It’s the time of year for predictions and, better yet, reviews of predictions past. The fun, of course, is in the schadenfreude, enjoying the embarrassment of pompous pundits preferably not of one’s political persuasion.
By chance this week, I found a prediction by an historian admired by almost all who’ve read him and millions who cite him: Edward Gibbon. His must rank among the all-time worst in the pre-eminent historian category.
In the first volume of The History of the Decline and Fall of the Roman Empire (1776), Gibbon suggests,
Under the reign of these monsters [Augustus through Domitian] the slavery of the Romans was accompanied with two peculiar circumstances…, which rendered their condition more completely wretched than that of the victims in any other age or country [:] …2. the impossibility of escaping from the oppressor [because of Rome’s conquest of the civilized world]. [Edward Gibbon, The History of the Decline and Fall of the Roman Empire (1776), David Womersley, ed. (London: Penguin Books, 1994), vol.

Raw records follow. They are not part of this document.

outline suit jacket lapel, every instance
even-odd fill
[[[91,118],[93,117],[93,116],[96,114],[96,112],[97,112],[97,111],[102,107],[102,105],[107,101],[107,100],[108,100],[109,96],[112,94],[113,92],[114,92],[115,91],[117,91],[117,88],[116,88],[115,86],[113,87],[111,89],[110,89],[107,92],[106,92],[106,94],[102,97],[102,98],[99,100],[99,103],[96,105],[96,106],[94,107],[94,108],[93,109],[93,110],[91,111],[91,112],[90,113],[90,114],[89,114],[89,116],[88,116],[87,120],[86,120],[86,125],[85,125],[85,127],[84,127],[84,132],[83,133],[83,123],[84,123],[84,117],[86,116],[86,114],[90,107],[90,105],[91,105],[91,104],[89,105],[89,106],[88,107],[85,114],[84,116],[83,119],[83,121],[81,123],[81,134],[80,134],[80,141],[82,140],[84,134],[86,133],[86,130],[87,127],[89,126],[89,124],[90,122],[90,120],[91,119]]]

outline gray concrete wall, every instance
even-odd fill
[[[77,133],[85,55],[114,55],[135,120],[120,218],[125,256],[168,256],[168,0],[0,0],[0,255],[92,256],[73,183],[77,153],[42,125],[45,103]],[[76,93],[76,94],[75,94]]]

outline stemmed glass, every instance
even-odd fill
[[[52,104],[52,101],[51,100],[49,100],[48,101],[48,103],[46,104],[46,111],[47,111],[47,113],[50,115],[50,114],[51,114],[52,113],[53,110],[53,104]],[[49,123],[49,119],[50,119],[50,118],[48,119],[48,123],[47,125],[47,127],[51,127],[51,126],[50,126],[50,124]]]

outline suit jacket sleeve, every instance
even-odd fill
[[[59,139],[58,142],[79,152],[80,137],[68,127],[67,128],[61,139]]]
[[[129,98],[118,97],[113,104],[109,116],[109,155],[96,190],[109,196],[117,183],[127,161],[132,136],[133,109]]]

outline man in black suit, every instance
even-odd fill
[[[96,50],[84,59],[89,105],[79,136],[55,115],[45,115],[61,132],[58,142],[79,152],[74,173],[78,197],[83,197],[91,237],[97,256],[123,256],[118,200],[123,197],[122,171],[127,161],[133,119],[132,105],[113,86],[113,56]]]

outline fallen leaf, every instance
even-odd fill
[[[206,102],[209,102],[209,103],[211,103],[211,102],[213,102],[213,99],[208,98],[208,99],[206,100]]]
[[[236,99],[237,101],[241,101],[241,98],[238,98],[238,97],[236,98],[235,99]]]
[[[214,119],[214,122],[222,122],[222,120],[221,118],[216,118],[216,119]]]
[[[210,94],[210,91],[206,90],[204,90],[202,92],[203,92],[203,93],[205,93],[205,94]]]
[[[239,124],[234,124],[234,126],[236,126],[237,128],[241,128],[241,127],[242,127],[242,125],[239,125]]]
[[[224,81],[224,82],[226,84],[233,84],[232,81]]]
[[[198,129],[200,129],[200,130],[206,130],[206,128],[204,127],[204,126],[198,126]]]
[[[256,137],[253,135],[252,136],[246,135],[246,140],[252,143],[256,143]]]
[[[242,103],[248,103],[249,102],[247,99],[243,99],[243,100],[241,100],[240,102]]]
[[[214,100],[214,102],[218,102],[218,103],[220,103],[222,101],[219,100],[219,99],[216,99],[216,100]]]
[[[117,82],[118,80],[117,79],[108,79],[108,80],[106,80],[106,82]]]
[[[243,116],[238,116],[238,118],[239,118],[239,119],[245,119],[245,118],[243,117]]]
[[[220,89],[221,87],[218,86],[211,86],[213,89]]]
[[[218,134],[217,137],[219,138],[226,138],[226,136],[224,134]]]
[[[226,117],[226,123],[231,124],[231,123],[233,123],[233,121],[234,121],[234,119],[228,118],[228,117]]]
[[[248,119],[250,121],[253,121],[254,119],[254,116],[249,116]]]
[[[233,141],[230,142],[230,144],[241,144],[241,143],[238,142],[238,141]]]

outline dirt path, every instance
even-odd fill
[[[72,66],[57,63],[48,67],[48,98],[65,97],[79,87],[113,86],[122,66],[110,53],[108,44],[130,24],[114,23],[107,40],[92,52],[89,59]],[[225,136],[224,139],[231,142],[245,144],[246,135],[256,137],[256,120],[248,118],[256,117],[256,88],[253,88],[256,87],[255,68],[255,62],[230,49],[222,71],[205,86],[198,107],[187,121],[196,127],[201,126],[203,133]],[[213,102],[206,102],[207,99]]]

I, chap. 3, p. 104.]
He then explains why Europeans of his day were so much better off, as subjects, than the Romans.
The division of Europe into a number of independent states, connected, however, with each other, by the general resemblance of religion, langauge, and manners, is productive of the most beneficial consequences to the liberty of mankind. A modern tyrant, who should find no resistance in his own breast, or in his people, would soon experience a gentle restraint from the example of his equals, the dread of present censure, the advice of his allies, and the apprehension of his enemies. The object of his displeasure, escaping from the narrow limits of his dominions, would easily obtain in a happier climate, a secure refuge, a new fortune adequate to his merit, the freedom of complaint, and perhaps the means of revenge. [Id., pp. 106-07.]
Thirteen years later came the French Revolution and its succession of unmoderated tyrants, capped by Napoleon. No need to wait for Mussolini, Stalin, Hitler or Franco.